In the knitting and weaving industry, there is a widespread dependence of overall quality in most textile processing on the precision and uniformity of tension of the individual yarn ends when weaving or knitting a fabric material. Once yarn tension control is lost or allowed to vary at any point of the process, whether winding, beaming, texturizing, knitting or other fabric formations, the quality degeneration is difficult or impossible to compensate for. Streaking, barre, off yield, excessive knitting defects, denier variation, are familiar problems that frequently have their origin in incorrect or uncontrolled tension of the individual yarn ends.
Probably the most common type of tension device in current use is the post and disc type tensioner wherein the yarn is routed around circular posts to generate friction and build tension. The advantage of this type of tensioner is its simplicity and low cost, but it has a significant disadvantage in that the tension developed by the wrapping depends on how much tension is in the yarn as it approaches the wrapped post. Since the tension in the yarn leaving such a tensioner is equal to the tension from the yarn source times a constant K determined by the wrap angle or number of posts, and the tension of the yarn going into the post and disc unit is usually uncontrolled, multiplying the supply or feed yarn tension by some factor simply makes the tension larger but still uncontrolled.

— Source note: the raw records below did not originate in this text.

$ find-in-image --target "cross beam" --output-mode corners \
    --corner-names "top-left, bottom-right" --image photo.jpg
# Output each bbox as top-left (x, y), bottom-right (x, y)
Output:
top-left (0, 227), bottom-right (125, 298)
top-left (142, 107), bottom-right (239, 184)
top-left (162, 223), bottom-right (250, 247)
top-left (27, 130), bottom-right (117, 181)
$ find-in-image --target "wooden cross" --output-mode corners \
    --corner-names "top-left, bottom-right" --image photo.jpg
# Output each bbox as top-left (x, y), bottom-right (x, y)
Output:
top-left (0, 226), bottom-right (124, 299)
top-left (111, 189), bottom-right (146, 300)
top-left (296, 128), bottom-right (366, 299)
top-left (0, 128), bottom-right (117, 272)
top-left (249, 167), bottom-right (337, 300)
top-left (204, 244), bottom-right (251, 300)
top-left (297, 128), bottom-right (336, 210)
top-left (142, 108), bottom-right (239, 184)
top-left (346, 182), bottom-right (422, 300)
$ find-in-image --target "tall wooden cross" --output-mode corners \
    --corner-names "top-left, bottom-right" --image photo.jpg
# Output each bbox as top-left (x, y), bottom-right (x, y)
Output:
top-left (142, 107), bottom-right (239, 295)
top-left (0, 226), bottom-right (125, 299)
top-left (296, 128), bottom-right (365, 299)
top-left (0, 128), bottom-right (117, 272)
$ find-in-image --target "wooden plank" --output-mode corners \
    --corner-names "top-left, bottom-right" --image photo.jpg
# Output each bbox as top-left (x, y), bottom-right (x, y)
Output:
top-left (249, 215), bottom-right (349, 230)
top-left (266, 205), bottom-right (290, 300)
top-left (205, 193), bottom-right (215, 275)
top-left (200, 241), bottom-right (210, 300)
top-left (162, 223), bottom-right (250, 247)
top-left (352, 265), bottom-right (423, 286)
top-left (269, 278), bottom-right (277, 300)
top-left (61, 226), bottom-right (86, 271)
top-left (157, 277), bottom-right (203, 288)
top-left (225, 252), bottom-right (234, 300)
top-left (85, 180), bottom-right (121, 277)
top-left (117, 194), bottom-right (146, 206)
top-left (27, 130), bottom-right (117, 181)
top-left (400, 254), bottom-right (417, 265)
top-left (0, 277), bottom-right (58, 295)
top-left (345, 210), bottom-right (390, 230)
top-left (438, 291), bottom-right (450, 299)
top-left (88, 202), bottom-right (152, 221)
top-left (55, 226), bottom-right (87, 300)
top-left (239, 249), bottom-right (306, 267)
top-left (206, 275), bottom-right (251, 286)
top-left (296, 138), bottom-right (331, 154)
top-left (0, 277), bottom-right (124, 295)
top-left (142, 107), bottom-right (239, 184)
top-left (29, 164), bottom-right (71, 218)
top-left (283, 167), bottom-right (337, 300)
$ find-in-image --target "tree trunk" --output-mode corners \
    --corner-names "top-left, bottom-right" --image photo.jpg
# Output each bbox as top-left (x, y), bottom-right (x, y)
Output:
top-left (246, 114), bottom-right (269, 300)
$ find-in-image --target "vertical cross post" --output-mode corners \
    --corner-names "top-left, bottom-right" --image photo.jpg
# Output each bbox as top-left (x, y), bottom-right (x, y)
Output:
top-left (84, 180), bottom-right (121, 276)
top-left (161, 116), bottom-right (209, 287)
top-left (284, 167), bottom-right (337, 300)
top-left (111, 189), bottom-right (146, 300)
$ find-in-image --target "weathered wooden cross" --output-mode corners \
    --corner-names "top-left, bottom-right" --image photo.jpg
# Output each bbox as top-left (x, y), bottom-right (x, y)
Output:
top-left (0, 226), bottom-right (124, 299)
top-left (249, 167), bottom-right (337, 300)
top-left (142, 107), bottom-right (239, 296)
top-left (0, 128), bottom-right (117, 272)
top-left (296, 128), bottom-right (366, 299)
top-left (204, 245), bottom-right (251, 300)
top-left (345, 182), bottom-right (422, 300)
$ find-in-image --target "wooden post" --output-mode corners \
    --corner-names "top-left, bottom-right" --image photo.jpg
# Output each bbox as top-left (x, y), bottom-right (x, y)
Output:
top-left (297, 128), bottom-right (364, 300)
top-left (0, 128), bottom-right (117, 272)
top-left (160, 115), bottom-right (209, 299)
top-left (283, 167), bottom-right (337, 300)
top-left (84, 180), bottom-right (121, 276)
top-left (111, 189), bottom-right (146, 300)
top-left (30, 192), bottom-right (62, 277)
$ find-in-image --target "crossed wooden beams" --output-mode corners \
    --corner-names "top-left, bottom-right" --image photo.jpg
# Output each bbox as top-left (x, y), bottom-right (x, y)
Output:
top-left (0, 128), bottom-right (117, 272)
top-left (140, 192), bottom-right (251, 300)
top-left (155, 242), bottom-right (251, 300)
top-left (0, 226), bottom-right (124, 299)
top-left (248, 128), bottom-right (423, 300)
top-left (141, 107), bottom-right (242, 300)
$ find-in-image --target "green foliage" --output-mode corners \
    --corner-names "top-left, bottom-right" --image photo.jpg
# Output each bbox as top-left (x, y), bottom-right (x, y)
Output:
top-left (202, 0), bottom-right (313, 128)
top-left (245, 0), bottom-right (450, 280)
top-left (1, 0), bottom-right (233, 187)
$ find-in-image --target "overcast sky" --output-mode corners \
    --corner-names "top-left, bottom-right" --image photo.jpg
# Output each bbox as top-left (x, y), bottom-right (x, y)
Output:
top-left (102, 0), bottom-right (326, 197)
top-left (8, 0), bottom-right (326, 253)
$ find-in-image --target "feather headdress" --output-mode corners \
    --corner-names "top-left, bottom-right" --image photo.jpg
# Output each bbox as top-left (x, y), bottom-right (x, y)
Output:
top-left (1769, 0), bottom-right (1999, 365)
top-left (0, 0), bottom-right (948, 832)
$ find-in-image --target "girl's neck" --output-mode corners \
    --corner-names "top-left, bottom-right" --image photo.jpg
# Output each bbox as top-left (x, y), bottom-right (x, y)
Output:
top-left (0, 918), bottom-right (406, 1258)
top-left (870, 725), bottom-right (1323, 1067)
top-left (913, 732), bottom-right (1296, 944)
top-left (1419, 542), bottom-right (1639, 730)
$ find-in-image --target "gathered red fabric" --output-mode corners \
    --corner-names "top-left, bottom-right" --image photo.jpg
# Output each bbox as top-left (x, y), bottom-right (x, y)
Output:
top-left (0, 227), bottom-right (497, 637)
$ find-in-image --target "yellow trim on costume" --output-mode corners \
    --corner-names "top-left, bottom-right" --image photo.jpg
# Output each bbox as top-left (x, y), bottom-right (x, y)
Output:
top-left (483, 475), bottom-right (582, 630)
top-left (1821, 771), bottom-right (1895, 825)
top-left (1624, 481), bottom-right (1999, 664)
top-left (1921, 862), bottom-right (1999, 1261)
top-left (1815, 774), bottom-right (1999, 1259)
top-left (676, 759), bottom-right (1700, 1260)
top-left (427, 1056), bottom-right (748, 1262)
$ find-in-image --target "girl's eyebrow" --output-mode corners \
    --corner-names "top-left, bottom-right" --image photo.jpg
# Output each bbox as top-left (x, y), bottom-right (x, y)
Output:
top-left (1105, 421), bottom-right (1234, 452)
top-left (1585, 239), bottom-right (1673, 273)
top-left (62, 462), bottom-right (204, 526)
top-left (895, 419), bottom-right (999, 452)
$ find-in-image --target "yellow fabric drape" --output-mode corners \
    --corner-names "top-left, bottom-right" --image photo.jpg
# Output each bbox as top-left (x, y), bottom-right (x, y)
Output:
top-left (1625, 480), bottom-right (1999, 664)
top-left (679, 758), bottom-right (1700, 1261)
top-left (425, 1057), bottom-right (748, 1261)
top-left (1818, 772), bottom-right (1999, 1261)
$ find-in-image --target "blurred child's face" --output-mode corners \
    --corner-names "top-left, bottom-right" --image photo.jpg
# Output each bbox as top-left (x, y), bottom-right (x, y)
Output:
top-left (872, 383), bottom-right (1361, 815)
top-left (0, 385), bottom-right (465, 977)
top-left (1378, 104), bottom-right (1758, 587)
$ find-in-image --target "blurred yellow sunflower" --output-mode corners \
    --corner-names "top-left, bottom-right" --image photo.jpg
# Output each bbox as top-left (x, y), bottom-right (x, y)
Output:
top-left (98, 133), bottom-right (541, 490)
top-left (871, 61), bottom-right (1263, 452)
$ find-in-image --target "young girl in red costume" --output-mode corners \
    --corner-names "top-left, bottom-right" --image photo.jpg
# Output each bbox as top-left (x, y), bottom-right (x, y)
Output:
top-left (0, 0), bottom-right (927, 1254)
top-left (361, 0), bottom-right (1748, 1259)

There remains a need for a durable, anti-static tension device for use with cones of high twisted yarn in the manufacture of knitted or weaved fabric materials, such that as yarn is fed to a knitting or weaving machine at a positive rate of speed, the tension device will prevent slippage of the feeding yarn; and as the yarn approaches the tension device, the anti-static disc will prevent the yarn from being pulled towards the outer disc surface and will also prevent the doubling-up of the yarn as it feeds into the anti-static disc and tension assembly.